The event, which honored four teams of young creatives selected to represent the US in the 2010 Cannes International Advertising Festival Young Lions Competition held this summer in France, featured large, freestanding decorative panels designed to show off each team’s creative work.

The panels—some printed two-sided—would feature graphic samples of the competitors’ work and accompanying, descriptive verbiage.

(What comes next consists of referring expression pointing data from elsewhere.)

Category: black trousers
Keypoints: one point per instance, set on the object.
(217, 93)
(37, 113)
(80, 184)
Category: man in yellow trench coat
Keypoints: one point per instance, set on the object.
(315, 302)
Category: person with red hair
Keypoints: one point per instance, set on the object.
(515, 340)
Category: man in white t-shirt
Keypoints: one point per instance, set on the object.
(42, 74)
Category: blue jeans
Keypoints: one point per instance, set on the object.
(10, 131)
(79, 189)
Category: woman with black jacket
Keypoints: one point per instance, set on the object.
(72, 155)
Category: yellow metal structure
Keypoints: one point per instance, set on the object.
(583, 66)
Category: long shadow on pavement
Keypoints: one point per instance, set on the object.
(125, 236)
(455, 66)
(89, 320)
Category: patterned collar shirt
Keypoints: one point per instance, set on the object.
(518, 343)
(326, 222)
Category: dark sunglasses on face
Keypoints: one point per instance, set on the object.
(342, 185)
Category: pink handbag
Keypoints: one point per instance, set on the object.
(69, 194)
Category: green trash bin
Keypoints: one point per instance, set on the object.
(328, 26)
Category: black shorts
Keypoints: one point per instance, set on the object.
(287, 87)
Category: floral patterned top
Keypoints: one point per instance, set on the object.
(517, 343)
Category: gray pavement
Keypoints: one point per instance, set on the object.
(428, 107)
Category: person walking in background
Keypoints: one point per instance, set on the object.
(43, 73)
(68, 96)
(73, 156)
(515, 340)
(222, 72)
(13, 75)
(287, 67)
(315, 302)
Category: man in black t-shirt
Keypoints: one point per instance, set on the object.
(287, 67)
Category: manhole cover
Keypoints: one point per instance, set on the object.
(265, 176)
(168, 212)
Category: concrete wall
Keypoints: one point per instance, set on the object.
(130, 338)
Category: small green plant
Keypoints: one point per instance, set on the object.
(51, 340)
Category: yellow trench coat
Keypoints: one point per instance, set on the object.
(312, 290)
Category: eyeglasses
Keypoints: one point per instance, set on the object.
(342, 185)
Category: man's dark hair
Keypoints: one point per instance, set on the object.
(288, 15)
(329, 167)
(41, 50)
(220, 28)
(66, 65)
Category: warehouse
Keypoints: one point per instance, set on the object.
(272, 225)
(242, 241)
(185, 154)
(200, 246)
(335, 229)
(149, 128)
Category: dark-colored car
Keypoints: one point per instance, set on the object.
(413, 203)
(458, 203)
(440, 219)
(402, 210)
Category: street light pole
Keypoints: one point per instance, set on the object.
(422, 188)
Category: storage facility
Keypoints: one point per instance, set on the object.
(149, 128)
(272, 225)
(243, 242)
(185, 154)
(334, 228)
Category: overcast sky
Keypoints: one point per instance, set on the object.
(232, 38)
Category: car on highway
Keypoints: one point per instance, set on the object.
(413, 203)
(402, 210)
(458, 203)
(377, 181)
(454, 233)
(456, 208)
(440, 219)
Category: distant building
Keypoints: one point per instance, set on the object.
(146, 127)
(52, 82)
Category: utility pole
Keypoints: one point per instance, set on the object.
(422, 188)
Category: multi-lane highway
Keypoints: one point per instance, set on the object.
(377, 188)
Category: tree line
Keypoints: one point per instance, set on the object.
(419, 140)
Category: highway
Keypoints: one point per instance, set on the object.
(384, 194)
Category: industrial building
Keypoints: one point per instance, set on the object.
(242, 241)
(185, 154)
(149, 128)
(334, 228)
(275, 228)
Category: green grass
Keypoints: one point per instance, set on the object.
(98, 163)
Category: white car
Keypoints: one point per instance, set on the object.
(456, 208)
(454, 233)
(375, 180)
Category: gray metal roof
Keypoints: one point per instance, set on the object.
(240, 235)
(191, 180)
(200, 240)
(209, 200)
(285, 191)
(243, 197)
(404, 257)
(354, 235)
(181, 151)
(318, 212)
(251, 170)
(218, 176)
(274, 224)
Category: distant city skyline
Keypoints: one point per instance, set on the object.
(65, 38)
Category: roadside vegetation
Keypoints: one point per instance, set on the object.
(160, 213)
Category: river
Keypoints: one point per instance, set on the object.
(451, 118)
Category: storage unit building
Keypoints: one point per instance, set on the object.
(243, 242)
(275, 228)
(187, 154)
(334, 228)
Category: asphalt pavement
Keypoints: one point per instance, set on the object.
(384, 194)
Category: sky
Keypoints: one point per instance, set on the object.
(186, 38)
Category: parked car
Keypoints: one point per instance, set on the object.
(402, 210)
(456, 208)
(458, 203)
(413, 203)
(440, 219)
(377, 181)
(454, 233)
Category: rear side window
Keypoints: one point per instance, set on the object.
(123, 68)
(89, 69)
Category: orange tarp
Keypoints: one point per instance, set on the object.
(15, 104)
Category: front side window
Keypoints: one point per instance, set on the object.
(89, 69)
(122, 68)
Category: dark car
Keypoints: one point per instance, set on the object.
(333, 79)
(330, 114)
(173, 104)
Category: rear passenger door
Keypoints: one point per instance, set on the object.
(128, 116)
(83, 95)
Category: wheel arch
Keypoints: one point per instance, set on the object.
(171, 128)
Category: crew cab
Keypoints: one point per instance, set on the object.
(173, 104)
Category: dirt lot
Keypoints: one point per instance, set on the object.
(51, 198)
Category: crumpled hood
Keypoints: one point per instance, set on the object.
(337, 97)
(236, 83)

Early on, it was decided that the panels would be composed of a variety of different rigid materials: from 3mm white and frosted acrylic and 3mm Sintra Black to 3mm brushed/stainless DiBond and even ¼-inch Zebrawood veneer.

Production: The variety of substrates also opened up the use of white ink, which Anro has resident on its HP Scitex FB6100 UV printer.

In fact, among the biggest challenges of the job, says Todd Knipe, Anro’s IT project manager, was determining how the images would appear on the variety of substrates—and, in particular, how the white ink would act as a base layer to the 6-color (CMYKcm) overprint. “We would print a test on a sample substrate and then make any adjustments necessary,” he says. “Sometimes we would need to knock our specific areas of the artwork in order to get the opacity and quality we were looking for.”

With artwork supplied by BBDO, Anro made adjustments to optimize the use of white ink, then using its Caldera GrandRIP+, prepared the files for output to the Scitex FB6100.

“The white ink and the FB6100 allowed us to lay down two or more passes of white ink to cover the substrate in areas where the designers did not want the surface visible,” says Knipe. “We essentially created an opaque white smooth surface to then go back and print 6-color on top of that. This created a unique design effect.”

And, he says, because the project managers as well as BBDO designers were onsite during output, “Our proofing requirements were actually press checks. We would test on a sample piece of material, make any adjustments that were necessary, and then went [right] into production.” Adjustments were also made during the print run if necessary. Final output was with HP FB200 UV inks at a resolution of 432 x 400 dpi, and a speed of about 118 square feet/hour.

In the end, says Knipe, “Everything looked great. The options of printable substrates are almost endless and it was exiting to see this project bring that to a reality.”